The solution is to harness the power of competition and informed consumer choice through premium support. Under premium support, private health plans and traditional Medicare would submit competitive bids to cover the full Medicare benefit package. Seniors would receive a fixed subsidy and could enroll in any plan they like. Seniors selecting more expensive plans — perhaps those offering additional benefits or broader provider networks — would pay the additional cost themselves.
Faced with a fixed payment and the responsibility to provide all necessary services, the competing plans would have a strong incentive to reduce unnecessary services and find innovative, cost-effective ways of delivering care. Coordinated care, largely unknown in fee-for-service Medicare, would pay off. It would make business sense for plans to offer screening and other services in shopping malls, and to establish quick-response electronic systems to direct patients to appropriate and timely care.
Additional reforms are necessary to make Medicare a better program while reining in cost. First, simplify and strengthen the benefit in traditional Medicare. The program has a confusing benefit structure that leaves gaping holes in the financial protection it offers seniors. A trip to the hospital means paying a $1,216 deductible — not once, but every time you go. Medigap and other supplemental plans fill in those gaps but also reduce beneficiary awareness of the cost of care.
Medicare should be restructured to offer comprehensive coverage similar to what a big employer offers its workers. That means one deductible for all services, a simple set of copayments and protection against catastrophic costs. Limits could be placed on supplemental coverage, perhaps requiring that all beneficiaries pay at least the first $500 of Medicare costs during the year. Value-based insurance design, which can reward patients for taking necessary steps to prevent or control disease, could be included in this reform.

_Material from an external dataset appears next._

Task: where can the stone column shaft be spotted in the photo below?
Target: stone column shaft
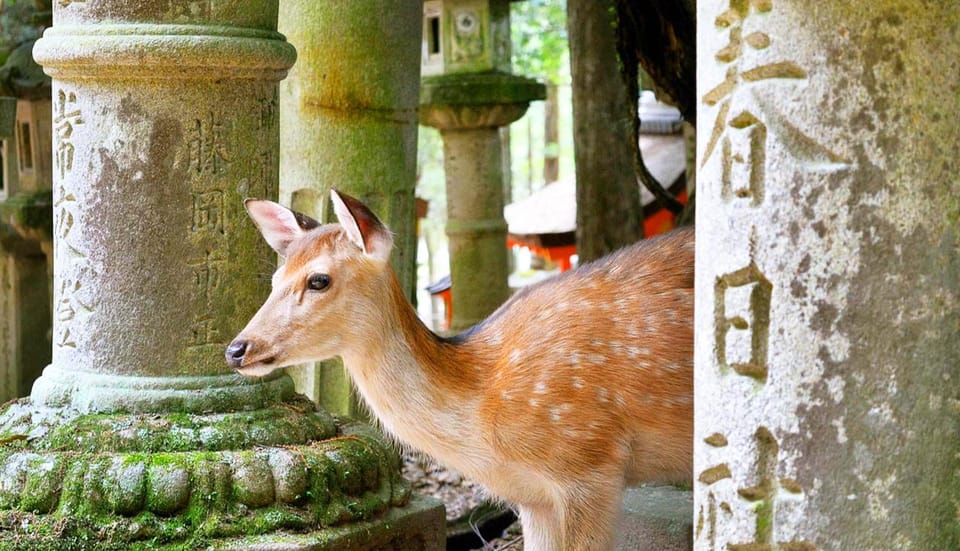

Second, develop new payment mechanisms that promote quality and efficiency in traditional Medicare. Paying for a bundle of related services rather than separate payments for each service can promote more efficient delivery of care. Competitive bidding for standardized types of services, such as clinical laboratory testing or durable medical equipment also has the potential for reducing Medicare’s cost. Basing payment at least in part on the provider’s performance could also help reduce avoidable clinical problems that often add up to big money. These are not new ideas — they are mentioned in the ACA — but they need considerable development before we can expect to see results.
Third, reform the ACA’s flawed accountable care organizations (ACOs). ACOs were intended to expand access to high-quality integrated care networks in Medicare. Their biggest flaw is that beneficiaries do not consciously enroll in them and have no idea that they are part of what is supposed to be a better way to provide healthcare. Instead, these provider-based networks should be offered along with Medicare Advantage plans as alternatives to traditional Medicare, and they should be allowed to offer lower costs and better benefits as inducements.
The United States is fast approaching an unprecedented economic crisis with the national debt rising to dangerous levels. The federal government has made spending commitments that far exceed the country’s capacity to pay for them. Medicare is the biggest part of our fiscal problem, but it can be saved for future generations. To be effective, Medicare reform must promote the smarter use of health services and give seniors a real voice in their healthcare.
Antos is the Wilson H. Taylor Scholar in Health Care and Retirement Policy at the American Enterprise Institute.